Going by the numbers from the Core 2 6600, translating an object would require a call to MakeTranslate to create the 4×4 translation matrix, then a call to MatrixMultiply, for a total of 0.057 + 0.016 = 0.073 μs. Directly applying the transform via PostTranslate would only take 0.017 μs, or about a 4× difference in processing time.

Creating a rotation matrix would require 0.083 μs, or 0.140 μs counting the matrix multiply, versus the 0.091 μs required to apply the rotation directly with PostRotateX. Here the difference is not as pronounced, since there is a 0.073 μs overhead required for the sinf and cosf function calls needed to compute the rotation coefficients. Still, most of the sampled processors exhibit a 30% to 50% reduction in CPU time for rotations. And when running with optimized sine functions, the performance improvement is even larger.

In some cases, the pre- and post- transforms require copying the contents of the matrix to avoid order dependence problems with computing new coefficients. It may only involve copying 16 floats, but this will still add a few nanoseconds to the transform time.

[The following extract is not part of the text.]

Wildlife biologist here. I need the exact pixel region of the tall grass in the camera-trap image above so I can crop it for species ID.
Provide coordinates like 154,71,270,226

How well do these simplifications perform on embedded processors? That heavily depends on CPU speed versus memory speed. When the CPU is significantly faster than memory, a tight matrix multiply loop gains a preformance improvement since it requires a smaller instruction cache footprint — the simplified transforms should still be faster, but the difference may not be very dramatic. On the other hand, when CPU speed is closer to memory speed (often the case with embedded devices), there is a greater performance improvement when the total number of CPU instructions is reduced, so the simplifications in this article provide a greater benefit — even though the memory footprint of the unrolled instructions is larger than a tight loop.

With today's PC hardware, the speed of matrix operations is not likely to be a cost factor (unless you're doing something like skinned animations in software), but the weak embedded processors used in handhelds can still benefit from every clock cycle that is saved by simplifying the matrix transforms.